Plasma is naturally found in lightning, the Earth’s ionosphere, and the Sun’s corona, but can also be artificially generated by exposing a gas to blistering temperatures or an electromagnetic field—basically, something that can infuse the gas with enough energy to jostle electrons loose from their atoms.

So what business does plasma have roaring out of nuked grapes?

This question plagued physicist Aaron Slepkov of Trent University in Canada for two decades. Slepkov first witnessed the phenomenon while surfing a website called “Fun with Grapes” in 1995. But while videos and blog posts of microwavable plasma abounded, it seemed there were no rigorous, scientific explanations for the physics behind the frivolity. So many years later, when Slepkov started up his own research group, he and his trainees, including study author Hamza Khattak, decided to put some theories to the test. The scorched fruits of their labor are published today in the journal PNAS.

One myth was quickly busted: a split grape wasn’t a necessary component of the blaze; in fact, the phenomenon wasn’t grape-specific at all. Sparks flew just fine with intact grapes—as well as with gooseberries, particularly buxom blueberries, and even self-contained beads of salted water—as long as there were two of them, and they were touching.

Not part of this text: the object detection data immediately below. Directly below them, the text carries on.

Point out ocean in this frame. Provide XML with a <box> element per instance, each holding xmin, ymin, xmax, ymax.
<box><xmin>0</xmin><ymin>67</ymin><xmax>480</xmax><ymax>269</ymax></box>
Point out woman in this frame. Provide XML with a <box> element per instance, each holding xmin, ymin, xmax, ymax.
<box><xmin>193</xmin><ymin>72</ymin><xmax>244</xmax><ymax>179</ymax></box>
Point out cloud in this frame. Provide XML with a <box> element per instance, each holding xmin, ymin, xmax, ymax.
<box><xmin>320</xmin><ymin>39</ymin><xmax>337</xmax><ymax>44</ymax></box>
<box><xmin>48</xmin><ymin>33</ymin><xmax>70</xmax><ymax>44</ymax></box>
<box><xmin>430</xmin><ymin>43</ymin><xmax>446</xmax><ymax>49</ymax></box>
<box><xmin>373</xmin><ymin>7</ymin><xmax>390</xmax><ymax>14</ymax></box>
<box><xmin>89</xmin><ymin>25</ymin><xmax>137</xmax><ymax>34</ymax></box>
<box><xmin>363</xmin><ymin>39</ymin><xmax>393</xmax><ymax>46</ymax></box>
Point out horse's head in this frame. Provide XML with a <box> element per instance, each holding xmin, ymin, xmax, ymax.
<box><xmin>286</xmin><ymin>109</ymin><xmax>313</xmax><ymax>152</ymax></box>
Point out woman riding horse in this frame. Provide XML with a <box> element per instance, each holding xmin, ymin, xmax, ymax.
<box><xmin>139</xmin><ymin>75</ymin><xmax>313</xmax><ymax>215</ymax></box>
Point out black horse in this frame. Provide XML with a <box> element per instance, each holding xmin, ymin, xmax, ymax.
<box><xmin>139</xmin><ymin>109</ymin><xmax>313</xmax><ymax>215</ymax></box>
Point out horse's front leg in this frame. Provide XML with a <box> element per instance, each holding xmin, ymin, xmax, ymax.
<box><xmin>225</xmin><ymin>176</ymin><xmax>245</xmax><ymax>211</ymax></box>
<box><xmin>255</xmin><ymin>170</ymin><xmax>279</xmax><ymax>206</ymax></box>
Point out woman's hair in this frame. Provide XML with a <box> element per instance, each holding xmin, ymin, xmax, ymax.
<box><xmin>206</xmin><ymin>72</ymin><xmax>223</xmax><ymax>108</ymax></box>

The key, it seems, is cramming the energy present in microwaves into a very tiny space—the point of contact between the objects in question. In your garden-variety microwave oven, microwaves have a wavelength of about 12.5 cm. But adjoining grapes (which are full of water that can absorb said microwaves) can concentrate the energy within into a region where the two spheres touch, which is no more than a couple millimeters wide. This creates a very strong, very condensed electric field at their interface—a pocket of ammo powerful enough to liberate negatively-charged electrons from, say, the salts naturally present in grapes and other fruits. And the results are explosive.